Envisioning a Global Development Agenda Beyond 2015
By admin February 22, 2015


The year 2015 will mark the end of one of the world’s most ambitious projects since the Marshall Plan and the restructuring of post-World War II economies. The Millennium Development Goals (MDG) that were first established at the dawn of the 21st century ushered a new chapter in global development efforts focused on providing a common, time-bound framework that targets key objectives in ensuring economic growth, human prosperity, and greater living standards afforded to those outside OECD countries.

This turning point also marks the year of reflection, where national governments worldwide deliberate on the progress made and the work still needed to address extreme poverty in its many dimensions, including income poverty, hunger, disease, lack of adequate shelter, and exclusion –meanwhile promoting and ensuring gender equality, education, and environmental sustainability.

The eight MDGs primarily focused on eradicating extreme poverty, halting the spread of HIV/AIDS and providing universal primary education, with governments prioritizing certain goals to achieve their nation’s development objectives. The targets which began in 2000 embarked on providing a universal framework to galvanize development efforts and set forth clear priorities that will guide developing nations out of the shadows of hardships and towards the new frontiers of prosperity.

Enormous progress has been made towards achieving these established goals, with poverty nearly dropped by more than half since 1990; and according to the United Nations (UN), “Enrolment in primary education in developing regions reached 90% in 2010, up from 82% in 1999, which means more kids than ever are attending primary school.” What’s more, goals four and five which set out to reduce child mortality has been slashed also by about half, with 17,000 fewer children dying each day. Even examining the landscapes of many cities worldwide, from Shanghai to Dubai and Rio to Nairobi, the face of poverty doesn’t look as familiar as it did in 1990. What we are essentially seeing is a world where fewer people are hungry, hopeless, and desperate, and this is indeed a great cause to celebrate.

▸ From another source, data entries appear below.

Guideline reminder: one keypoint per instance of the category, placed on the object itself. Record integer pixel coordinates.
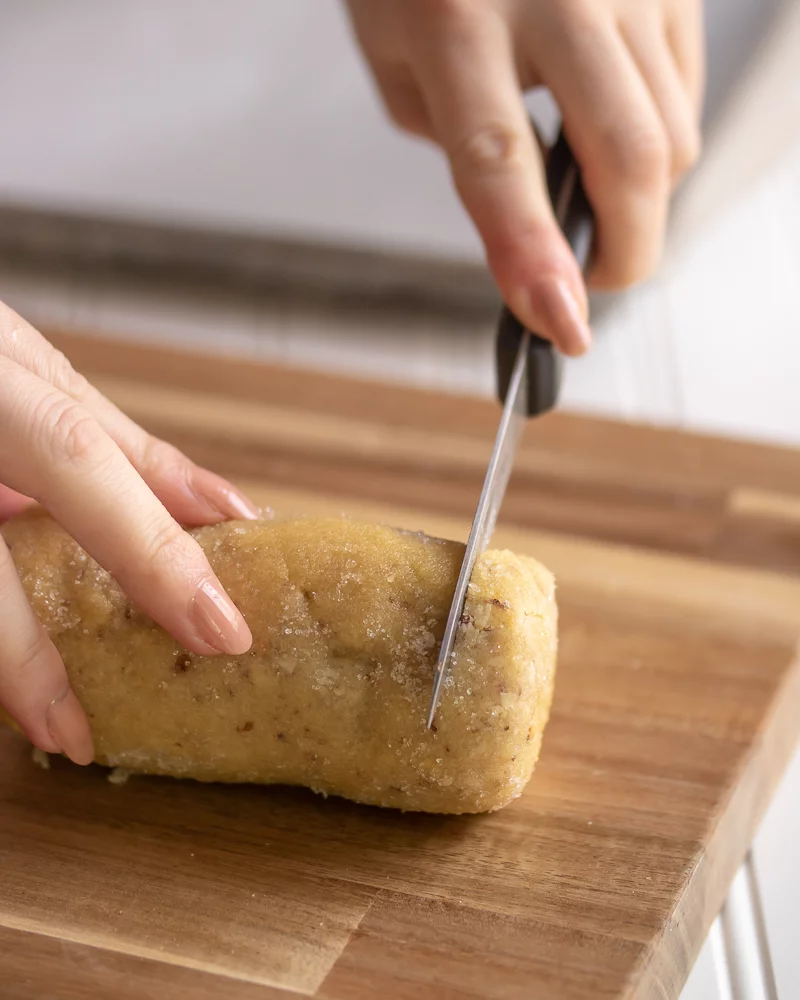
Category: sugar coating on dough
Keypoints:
(346, 620)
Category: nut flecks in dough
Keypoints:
(346, 621)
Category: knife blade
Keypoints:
(528, 383)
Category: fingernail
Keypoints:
(554, 301)
(222, 497)
(218, 622)
(69, 728)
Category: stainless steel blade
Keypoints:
(494, 487)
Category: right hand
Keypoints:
(121, 494)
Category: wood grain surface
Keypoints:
(677, 706)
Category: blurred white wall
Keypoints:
(259, 115)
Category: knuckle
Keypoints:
(641, 157)
(64, 377)
(73, 433)
(492, 147)
(687, 151)
(165, 544)
(157, 457)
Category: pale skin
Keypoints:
(628, 77)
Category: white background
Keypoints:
(261, 118)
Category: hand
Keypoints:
(627, 76)
(118, 492)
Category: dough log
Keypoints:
(346, 619)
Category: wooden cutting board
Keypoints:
(677, 707)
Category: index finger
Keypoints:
(54, 451)
(466, 69)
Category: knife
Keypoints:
(528, 383)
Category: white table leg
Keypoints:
(739, 942)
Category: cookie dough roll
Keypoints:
(346, 621)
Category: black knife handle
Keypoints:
(574, 215)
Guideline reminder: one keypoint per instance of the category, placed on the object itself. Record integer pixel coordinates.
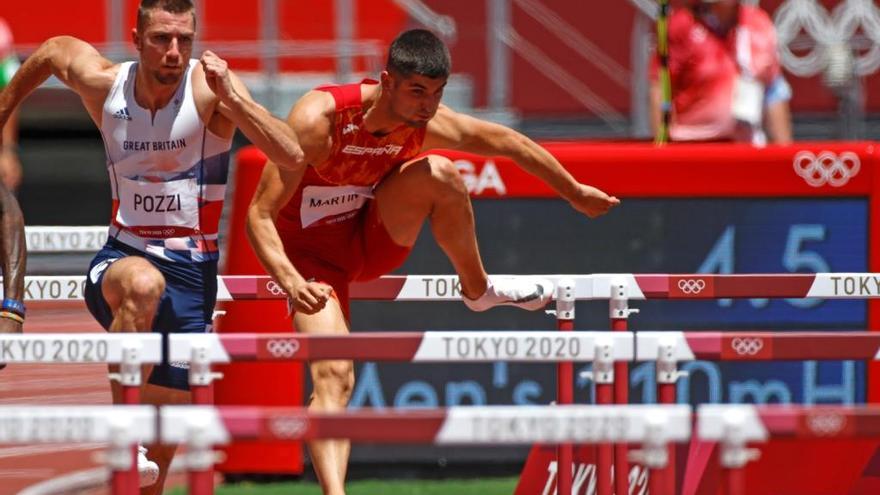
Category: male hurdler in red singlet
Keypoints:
(354, 212)
(167, 123)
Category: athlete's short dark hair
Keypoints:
(419, 51)
(172, 6)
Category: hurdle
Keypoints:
(735, 426)
(618, 289)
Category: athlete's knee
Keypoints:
(336, 377)
(143, 286)
(445, 175)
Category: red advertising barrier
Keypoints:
(265, 384)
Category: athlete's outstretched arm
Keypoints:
(75, 62)
(269, 133)
(12, 255)
(451, 130)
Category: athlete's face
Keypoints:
(415, 98)
(165, 44)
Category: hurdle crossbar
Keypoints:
(431, 346)
(757, 345)
(587, 287)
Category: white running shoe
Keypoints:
(530, 293)
(147, 469)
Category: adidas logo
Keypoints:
(122, 114)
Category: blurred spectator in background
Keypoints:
(10, 167)
(726, 76)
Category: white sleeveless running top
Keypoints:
(167, 173)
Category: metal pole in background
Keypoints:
(345, 26)
(640, 61)
(499, 19)
(114, 28)
(200, 15)
(662, 136)
(269, 54)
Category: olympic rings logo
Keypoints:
(691, 286)
(274, 288)
(827, 167)
(747, 346)
(826, 424)
(285, 427)
(282, 348)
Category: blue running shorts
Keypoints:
(186, 306)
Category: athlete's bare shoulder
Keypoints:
(312, 117)
(81, 67)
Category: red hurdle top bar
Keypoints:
(760, 346)
(760, 423)
(598, 286)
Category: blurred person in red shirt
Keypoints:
(727, 83)
(10, 168)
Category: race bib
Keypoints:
(170, 204)
(748, 100)
(332, 203)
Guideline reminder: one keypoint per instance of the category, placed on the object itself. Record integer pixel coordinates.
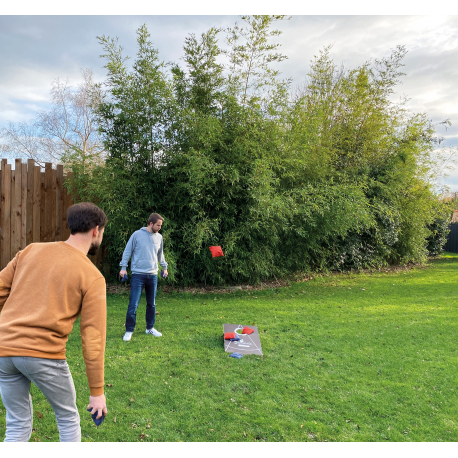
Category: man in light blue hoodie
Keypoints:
(146, 249)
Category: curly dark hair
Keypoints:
(85, 216)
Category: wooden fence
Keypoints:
(33, 206)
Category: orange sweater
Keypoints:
(43, 290)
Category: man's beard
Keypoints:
(93, 249)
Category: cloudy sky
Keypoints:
(36, 49)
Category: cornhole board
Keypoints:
(248, 345)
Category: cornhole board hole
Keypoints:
(247, 345)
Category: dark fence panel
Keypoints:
(452, 239)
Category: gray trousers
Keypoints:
(53, 378)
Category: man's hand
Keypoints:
(98, 404)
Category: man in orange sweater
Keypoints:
(43, 290)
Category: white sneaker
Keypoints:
(127, 336)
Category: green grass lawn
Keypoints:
(351, 357)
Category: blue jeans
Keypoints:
(53, 378)
(149, 282)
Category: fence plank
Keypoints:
(2, 209)
(36, 204)
(59, 200)
(68, 203)
(2, 212)
(49, 236)
(33, 206)
(24, 206)
(29, 209)
(16, 210)
(53, 206)
(42, 206)
(6, 214)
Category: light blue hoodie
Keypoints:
(145, 248)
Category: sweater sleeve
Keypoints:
(160, 255)
(127, 252)
(93, 334)
(6, 279)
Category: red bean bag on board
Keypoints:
(247, 330)
(216, 251)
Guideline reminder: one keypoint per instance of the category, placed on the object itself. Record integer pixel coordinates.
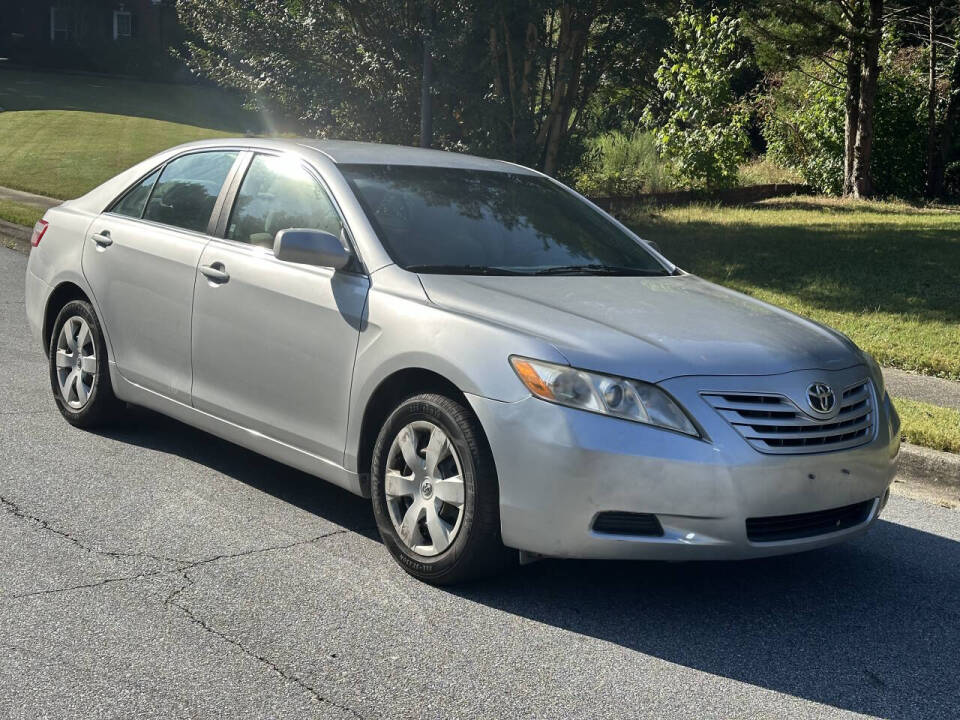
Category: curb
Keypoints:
(929, 467)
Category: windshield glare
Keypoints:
(449, 220)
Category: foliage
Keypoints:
(621, 164)
(700, 126)
(763, 171)
(803, 127)
(511, 79)
(804, 124)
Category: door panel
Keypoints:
(143, 273)
(143, 282)
(274, 345)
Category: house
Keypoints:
(117, 36)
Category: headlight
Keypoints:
(876, 373)
(604, 394)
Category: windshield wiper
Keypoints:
(462, 270)
(597, 269)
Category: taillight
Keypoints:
(38, 230)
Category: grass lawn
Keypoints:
(929, 425)
(886, 274)
(20, 213)
(61, 135)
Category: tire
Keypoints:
(473, 547)
(81, 387)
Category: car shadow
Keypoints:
(871, 626)
(147, 429)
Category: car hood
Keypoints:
(649, 328)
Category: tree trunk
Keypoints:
(571, 45)
(851, 113)
(426, 104)
(862, 150)
(950, 121)
(932, 145)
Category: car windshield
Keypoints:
(450, 220)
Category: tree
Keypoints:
(845, 36)
(935, 26)
(509, 78)
(699, 124)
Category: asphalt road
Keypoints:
(155, 571)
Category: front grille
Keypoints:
(620, 523)
(774, 424)
(793, 527)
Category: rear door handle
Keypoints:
(215, 273)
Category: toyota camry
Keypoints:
(505, 370)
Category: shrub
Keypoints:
(803, 127)
(700, 125)
(619, 164)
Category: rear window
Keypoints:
(187, 190)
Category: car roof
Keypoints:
(347, 152)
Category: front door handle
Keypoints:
(215, 273)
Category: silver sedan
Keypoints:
(504, 369)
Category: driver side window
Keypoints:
(278, 193)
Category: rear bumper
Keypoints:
(36, 292)
(559, 468)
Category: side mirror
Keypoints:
(311, 247)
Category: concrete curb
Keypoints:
(930, 467)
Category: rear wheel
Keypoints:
(79, 376)
(435, 492)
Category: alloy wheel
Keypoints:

However, despite the incredible progress that has been made, there are still over 1 billion people living below US$1.25 a day, and humanitarian crises due to war, famine, and environmental degradation unfortunately have not been wiped out, but only amplified. Additionally, the third MDG to promote gender equality and empower women has lagged in comparison to other targets set forth, as the gender gap in education and job employment in certain countries have inched along behind more prioritized goals.

Fifteen years later, we are nearing the finishing line, with new ambitions outlined under the Sustainable Development Goals (SDGs) that will soon replace the MDGs. The seventeen proposed goals that are to replace the previous eight will now focus on sustaining rapid economic growth, while ensuring that economic prosperity in the 21st century is inclusive and, more importantly, environmentally sustainable.

Discussions are currently underway in expanding and outlining the new course of development following the MDGs, and are bringing together various public and private stakeholders into the conversation as business, civil society and national governments will be required to work hand in hand to solve some of the more pressing issues left on the development agenda. World leaders are expected to convene in New York in September 2015 to adopt a framework at the Special Summit on Sustainable Development, and finalize an ambitious post-2015 sustainable development agenda built upon the lessons learned from the MDGs. With this in mind, we can only wonder what the world will look like in 2030.